There is a paucity of information on epidemiology and phenotype of CYB5R deficiency in Puerto Rico; however, this and previous reports (9, 10.) suggest that CYB5R deficiency may be relatively moderate and thus present without chronic cyanosis increasing the likelihood of the condition not being diagnosed. Nevertheless, he would be expected to be prone to acute symptomatic exacerbation upon exposure of certain drugs and chemicals. Further, coexistent G6PD deficiency, both due to African and Mediterranean variants, are frequent in Puerto Rico. Thus, if proper diagnoses of his conditions during his first episode of cyanosis had been made and methylene blue administered it could have been associated with potentially serious consequences. Unfortunately, validated laboratory diagnosis of G6PD deficiency takes too long to be practical in deciding about methylene blue therapy in acute and emergency settings. To address this challenge, there have been attempts to develop commercially available rapid screening tests for G6PD deficiency. Recent studies have identified there are a number of short-comings associated with these tests: low sensitivity (<85%) for detecting individuals with moderate and severe deficiency, a high degree of false G6PD normal results in males and heterozygous females, and difficulty interpreting the readout signal (11, 12.).

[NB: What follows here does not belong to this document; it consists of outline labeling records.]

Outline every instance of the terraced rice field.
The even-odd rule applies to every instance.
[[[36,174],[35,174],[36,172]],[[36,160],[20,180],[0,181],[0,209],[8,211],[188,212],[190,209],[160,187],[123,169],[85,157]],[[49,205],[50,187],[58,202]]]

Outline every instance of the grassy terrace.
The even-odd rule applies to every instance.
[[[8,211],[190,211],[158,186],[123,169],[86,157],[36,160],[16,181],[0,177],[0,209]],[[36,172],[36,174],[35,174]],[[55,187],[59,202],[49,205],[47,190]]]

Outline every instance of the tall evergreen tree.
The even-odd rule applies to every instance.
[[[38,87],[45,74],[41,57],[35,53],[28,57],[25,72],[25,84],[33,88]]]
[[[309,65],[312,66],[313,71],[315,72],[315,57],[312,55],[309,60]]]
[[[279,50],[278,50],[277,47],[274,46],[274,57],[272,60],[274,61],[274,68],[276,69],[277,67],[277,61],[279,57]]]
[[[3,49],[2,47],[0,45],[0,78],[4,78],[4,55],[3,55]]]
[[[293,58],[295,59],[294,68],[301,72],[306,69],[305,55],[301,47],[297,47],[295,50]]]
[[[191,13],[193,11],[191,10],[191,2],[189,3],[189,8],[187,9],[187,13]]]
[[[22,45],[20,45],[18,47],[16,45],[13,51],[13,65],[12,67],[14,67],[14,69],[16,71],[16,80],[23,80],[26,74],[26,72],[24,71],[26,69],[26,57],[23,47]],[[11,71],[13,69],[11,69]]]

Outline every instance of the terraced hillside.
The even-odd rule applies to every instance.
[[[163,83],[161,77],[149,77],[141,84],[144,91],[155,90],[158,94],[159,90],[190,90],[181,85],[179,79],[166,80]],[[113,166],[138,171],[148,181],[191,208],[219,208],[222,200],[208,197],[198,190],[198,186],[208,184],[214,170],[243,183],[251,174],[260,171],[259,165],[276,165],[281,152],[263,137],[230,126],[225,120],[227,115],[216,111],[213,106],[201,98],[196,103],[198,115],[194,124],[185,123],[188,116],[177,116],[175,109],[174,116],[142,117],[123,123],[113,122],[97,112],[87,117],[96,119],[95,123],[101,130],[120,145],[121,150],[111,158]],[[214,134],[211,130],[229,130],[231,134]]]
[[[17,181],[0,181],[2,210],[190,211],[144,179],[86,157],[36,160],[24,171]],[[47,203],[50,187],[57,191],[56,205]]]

We suggest a newly developed simple approach for detecting acute hemolysis, which could be utilized in urgent situations and in particular in areas where both these genetic variants coexist as in Puerto Rico. Hemolysis can be rapidly detected and monitored by the end-tidal breath carbon monoxide (ETCO) levels. ETCO levels quantitatively correlates with catabolism of heme and thus rapidly assesses significant hemolysis (13.). A newly-developed instrument, CoSense® Monitor (Capnia Inc., Redwood City, CA), has been FDA approved for rapid detection of ETCO. The device is noninvasive safe, compact and portable, provides results in minutes, and utilizes a single-use nasal cannula (Precision Sampling Set) for quantifying ETCO levels. The device has been used successfully for evaluation of neonatal hemolysis (14.). Use of this instrument with gradual dose escalation would assess the tolerance of a patient to methylene blue therapy. Importantly, it would be prudent to establish the minimal dose of methylene blue that can be administered with rapid detection of hopefully modest and not clinically challenging hemolysis. In an analogous clinical scenario, structured studies have been proposed (15) and performed (16.) for assessing hemolytic potential of antimalarial agents. We suggest such a study should be designed in Puerto Rico testing prospectively testing small dose of methylene blue to be administered to any patients with acute symptomatic cyanotic methemoglobinemia.